Der Sozialreformer Friedrich Wilhelm Raiffeisen, der vor 200 Jahren geboren wurde, hat auch in den Dörfern und Städten des Frankenberger Landes seine deutlichen Spuren hinterlassen. Wie sich dort die Idee Raiffeisens zur Armutsbekämpfung durch Selbsthilfe nach dem Prinzip „Alle für einen, einer für alle“ zur Zeit des tatkräftigen Landrats Friedrich Riesch in Genossenschaftsgründungen niederschlug, schilderte im Frankenberger Geschichtsverein dessen Vorsitzender Karl-Hermann Völker (Wiesenfeld) bei einem reich bebilderten öffentlichen Vortrag.

 
 
„Mensch Raiffeisen, starke Idee“: Die lebensgroße Figur des vor 200 Jahren geborenen Genossenschaftspioniers stand beim Vortrag von Karl-Hermann Völker (Mitte) neben dem Rednerpult. Mit den Vorständen der Frankenberger Bank Dieter Ohlsen (links) und Ralf Schmitt erinnerte der Heimathistoriker an „Vater Raiffeisen“. (Fotos: Jürgen Siegesmund)
 

Im Wigand-Gerstenberg-Saal der gastgebenden Frankenberger Bank konnte dazu Vorstand Dieter Ohlsen zu Beginn nicht nur eine große Zahl von interessierten Geschichtsfreunden, sondern auch ehemalige Raiffeisen-Mitarbeiter aus früheren Vorständen und Aufsichtsräten begrüßen. Im Blick auf die 200-jährige Raiffeisen-Geschichte stellte Ohlsen fest: „Betriebswirtschaftlicher Erfolg alleine trägt offensichtlich dauerhaft nicht. Es sind weiter auch die ‚banalen Tugenden‘ von Anstand, Ehrlichkeit und sozialer Verantwortung im täglichen Tun und Handeln, die uns vom ‚Gründervater‘ Raiffeisen in unser Stammbuch geschrieben sind“, erklärte er.

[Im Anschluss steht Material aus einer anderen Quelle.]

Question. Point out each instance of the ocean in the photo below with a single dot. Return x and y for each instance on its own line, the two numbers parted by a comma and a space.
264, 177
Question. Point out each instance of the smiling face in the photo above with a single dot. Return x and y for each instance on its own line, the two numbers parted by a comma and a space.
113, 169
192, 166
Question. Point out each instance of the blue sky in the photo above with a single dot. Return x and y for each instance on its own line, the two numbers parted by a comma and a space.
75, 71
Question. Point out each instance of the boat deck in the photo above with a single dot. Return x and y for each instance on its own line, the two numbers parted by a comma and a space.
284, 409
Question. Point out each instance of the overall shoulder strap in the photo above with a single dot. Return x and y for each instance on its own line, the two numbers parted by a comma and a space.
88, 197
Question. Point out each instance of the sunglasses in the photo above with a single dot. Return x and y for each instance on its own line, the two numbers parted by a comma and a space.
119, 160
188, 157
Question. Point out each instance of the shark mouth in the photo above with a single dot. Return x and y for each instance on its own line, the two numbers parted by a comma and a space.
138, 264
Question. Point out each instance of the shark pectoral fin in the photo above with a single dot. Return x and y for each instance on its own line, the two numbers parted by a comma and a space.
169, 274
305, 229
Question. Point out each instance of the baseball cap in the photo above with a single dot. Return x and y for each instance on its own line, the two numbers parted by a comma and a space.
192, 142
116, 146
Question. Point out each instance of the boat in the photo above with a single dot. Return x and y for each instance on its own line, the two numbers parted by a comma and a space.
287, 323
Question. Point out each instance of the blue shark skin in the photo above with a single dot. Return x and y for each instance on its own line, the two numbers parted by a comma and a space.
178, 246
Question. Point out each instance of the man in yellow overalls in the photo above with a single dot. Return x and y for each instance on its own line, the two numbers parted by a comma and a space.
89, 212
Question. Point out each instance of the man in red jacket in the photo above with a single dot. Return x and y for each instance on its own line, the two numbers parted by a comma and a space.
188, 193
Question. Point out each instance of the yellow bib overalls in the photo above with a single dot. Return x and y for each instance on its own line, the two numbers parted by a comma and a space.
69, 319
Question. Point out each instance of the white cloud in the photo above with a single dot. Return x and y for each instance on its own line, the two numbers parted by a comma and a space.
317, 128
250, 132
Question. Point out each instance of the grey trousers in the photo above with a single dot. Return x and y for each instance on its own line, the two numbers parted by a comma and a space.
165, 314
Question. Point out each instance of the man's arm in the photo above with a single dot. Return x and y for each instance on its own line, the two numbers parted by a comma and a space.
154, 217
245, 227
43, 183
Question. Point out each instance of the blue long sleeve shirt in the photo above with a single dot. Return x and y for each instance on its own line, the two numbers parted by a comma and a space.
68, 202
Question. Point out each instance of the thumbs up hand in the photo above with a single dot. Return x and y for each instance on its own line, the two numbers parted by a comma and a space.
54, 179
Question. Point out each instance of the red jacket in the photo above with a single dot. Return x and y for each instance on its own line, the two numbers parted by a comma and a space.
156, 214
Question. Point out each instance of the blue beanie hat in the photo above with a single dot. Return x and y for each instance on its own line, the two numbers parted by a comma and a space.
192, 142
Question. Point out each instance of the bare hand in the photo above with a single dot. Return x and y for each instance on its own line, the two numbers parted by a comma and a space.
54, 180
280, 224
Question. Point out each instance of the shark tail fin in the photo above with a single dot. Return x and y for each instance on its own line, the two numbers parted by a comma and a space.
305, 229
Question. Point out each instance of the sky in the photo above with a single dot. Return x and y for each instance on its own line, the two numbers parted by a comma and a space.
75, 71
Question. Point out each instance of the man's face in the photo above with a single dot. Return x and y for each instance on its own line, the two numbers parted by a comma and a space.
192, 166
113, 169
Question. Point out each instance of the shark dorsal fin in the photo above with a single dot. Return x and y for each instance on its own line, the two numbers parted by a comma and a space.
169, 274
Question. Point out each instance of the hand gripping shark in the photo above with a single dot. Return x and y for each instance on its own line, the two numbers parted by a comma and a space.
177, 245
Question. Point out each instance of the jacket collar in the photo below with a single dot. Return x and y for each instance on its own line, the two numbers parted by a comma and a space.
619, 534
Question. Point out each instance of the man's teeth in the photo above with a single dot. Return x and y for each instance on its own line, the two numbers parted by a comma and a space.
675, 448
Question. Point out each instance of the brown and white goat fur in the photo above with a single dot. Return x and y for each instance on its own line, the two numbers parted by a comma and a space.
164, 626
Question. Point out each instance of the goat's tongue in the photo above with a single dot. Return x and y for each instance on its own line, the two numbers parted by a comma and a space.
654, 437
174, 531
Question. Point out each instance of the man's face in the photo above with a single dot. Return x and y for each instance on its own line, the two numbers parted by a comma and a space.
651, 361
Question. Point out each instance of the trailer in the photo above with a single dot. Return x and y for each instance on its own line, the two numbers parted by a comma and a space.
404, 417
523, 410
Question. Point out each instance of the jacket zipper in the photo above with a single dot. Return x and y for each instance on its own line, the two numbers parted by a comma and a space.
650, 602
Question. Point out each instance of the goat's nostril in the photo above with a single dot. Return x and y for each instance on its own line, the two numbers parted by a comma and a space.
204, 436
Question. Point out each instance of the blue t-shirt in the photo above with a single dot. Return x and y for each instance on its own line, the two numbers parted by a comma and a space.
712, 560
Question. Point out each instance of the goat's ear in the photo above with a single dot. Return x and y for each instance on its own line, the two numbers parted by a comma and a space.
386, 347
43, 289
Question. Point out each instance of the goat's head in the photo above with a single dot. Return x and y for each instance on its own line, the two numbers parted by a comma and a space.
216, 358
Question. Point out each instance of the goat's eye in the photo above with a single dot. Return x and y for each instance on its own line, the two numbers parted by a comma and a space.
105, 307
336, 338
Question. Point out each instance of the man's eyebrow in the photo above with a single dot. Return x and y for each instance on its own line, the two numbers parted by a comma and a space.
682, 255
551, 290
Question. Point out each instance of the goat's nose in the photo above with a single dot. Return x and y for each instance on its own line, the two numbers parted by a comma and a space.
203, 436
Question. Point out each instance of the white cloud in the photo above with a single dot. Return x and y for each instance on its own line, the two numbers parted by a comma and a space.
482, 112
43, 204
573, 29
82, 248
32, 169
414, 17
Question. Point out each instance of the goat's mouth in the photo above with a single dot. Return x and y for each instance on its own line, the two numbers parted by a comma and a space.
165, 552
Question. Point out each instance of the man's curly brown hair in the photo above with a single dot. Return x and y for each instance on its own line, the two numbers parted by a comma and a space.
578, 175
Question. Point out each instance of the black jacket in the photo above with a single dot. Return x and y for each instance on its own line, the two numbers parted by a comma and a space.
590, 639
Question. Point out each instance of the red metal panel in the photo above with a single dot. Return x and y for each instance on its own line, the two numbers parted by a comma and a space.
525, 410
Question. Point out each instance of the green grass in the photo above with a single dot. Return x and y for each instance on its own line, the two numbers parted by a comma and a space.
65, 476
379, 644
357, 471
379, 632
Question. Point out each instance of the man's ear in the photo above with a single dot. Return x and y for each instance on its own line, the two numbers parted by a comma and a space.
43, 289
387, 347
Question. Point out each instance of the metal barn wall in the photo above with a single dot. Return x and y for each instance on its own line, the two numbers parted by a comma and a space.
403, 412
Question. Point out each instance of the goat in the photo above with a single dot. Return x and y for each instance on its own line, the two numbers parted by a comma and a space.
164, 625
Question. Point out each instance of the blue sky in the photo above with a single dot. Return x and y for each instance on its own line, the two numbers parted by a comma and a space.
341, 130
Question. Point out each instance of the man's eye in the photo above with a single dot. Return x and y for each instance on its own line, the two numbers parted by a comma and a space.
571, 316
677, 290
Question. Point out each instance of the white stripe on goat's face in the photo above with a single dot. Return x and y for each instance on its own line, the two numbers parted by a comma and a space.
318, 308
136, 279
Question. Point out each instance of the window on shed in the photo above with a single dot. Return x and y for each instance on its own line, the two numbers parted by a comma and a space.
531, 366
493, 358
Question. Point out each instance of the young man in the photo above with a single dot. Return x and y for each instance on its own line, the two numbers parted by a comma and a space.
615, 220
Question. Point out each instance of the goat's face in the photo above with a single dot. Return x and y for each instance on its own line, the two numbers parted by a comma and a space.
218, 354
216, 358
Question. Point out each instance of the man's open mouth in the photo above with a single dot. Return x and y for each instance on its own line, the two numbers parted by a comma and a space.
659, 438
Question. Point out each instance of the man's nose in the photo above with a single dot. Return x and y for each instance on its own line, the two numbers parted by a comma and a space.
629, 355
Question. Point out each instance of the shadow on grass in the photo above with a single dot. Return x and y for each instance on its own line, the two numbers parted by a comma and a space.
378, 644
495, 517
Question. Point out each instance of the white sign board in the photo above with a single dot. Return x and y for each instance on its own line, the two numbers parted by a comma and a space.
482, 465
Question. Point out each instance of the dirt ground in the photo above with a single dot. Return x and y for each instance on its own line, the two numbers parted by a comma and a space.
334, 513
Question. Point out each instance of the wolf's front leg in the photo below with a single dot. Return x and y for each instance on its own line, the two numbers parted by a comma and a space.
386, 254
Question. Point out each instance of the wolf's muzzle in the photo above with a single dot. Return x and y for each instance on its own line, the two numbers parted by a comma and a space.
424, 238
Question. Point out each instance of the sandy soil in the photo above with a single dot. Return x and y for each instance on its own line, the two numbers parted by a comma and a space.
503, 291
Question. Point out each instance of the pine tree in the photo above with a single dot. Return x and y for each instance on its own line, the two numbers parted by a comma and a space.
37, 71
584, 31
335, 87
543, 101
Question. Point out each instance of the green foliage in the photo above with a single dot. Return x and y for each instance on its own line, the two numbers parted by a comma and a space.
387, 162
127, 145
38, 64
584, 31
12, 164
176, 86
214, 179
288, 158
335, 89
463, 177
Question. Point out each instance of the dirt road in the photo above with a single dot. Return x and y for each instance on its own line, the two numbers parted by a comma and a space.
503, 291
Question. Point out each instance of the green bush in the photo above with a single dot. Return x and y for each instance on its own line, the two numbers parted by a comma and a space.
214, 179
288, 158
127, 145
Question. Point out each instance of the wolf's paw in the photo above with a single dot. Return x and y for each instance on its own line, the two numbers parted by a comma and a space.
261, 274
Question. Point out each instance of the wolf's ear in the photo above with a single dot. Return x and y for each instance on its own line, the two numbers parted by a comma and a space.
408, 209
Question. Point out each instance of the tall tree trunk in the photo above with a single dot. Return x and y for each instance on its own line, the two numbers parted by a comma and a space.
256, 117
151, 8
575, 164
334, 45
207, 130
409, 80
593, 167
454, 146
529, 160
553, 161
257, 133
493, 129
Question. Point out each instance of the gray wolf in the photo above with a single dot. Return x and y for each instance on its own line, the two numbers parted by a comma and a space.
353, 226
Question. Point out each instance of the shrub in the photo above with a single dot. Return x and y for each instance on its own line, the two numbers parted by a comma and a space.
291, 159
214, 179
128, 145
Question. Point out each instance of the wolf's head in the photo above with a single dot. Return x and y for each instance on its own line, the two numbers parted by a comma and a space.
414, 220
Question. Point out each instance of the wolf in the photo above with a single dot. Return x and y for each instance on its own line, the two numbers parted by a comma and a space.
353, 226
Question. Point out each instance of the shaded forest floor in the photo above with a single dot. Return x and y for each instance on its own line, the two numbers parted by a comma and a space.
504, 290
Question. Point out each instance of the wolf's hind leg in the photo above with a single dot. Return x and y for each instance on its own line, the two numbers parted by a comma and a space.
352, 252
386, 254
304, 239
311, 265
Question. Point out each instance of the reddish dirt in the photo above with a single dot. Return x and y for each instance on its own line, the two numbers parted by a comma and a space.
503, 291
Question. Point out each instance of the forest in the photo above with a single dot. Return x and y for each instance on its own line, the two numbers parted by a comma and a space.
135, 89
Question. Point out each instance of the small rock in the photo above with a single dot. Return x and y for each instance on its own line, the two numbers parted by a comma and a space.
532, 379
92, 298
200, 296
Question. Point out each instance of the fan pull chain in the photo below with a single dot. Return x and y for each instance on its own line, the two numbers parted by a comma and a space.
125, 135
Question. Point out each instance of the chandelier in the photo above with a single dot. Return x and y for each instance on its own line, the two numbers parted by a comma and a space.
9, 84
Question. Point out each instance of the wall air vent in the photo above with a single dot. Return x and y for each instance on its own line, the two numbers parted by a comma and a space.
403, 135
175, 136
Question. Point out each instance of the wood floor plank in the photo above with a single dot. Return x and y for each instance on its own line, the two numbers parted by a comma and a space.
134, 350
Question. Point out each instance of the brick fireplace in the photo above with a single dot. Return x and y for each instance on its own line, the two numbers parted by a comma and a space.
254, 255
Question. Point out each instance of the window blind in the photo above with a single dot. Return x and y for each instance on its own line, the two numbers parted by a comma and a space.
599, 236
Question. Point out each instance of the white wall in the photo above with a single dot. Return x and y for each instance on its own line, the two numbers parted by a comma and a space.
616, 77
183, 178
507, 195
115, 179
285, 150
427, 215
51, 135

Nächstenliebe und Wohltätigkeit aus christlicher Verpflichtung, „nicht allein Geld und Zinsen“, seien die anfänglichen Hauptmotive des tiefreligiösen Bürgermeisters Raiffeisen gewesen, um im Westerwald die Armut der Menschen zu bekämpfen, schilderte Karl-Hermann Völker mit Bildern aus dem Leben des Genossenschaftspioniers. Das habe später unter anderem zum Konflikt mit dem wirtschaftsliberalen Hermann Schulze-Delitzsch geführt.

 
 
Feierlicher Ernst spricht aus diesem Foto von der Gründung der Raiffeisengenossenschaft in Röddenau mit Pfarrer Soldan im Jahr 1897.
 

Pfarrer und Lehrer waren auch in der Frankenberger Region die zuverlässigsten Stützen der sich bildenden Raiffeisengenossenschaften. Die enge Verflechtung mit der Kirche zeigte sich darin, dass die Bezirke der ersten Spar- und Darlehenskassen oft deckungsgleich mit den Kirchspielen waren, beschrieb Völker an zahlreichen Beispielen. „Alle kannten sich, jeder wusste, ob der Kreditnehmer das Geld wirklich für den angegebenen Zweck oder einen Wirtshausbesuch verwenden würde.“

Auf einer Karte aus dem Jahr 1955 zeigte der Heimathistoriker, wie flächendeckend im Landkreis Frankenberg fast alle Gemeinden mit örtlichen Raiffeisenkassen versorgt waren. Die dörflichen, jedem bekannten Rechner prägten das Gesicht der Raiffeisenorganisation nach außen. Völker beschrieb aber auch, wie in der zweiten Hälfte des 20. Jahrhunderts mit Beginn des elektronischen Zeitalters, des bargeldlosen Zahlungsverkehrs und neuer Dienstleistungen immer mehr Spar- und Darlehensvereine zur Frankenberger Bank fusionierten und dort auch unbeschadet die Finanzmarktkrise von 2007 überstanden. Raiffeisens Genossenschaftsmodell wurde 2016 zum Weltkulturerbe erklärt.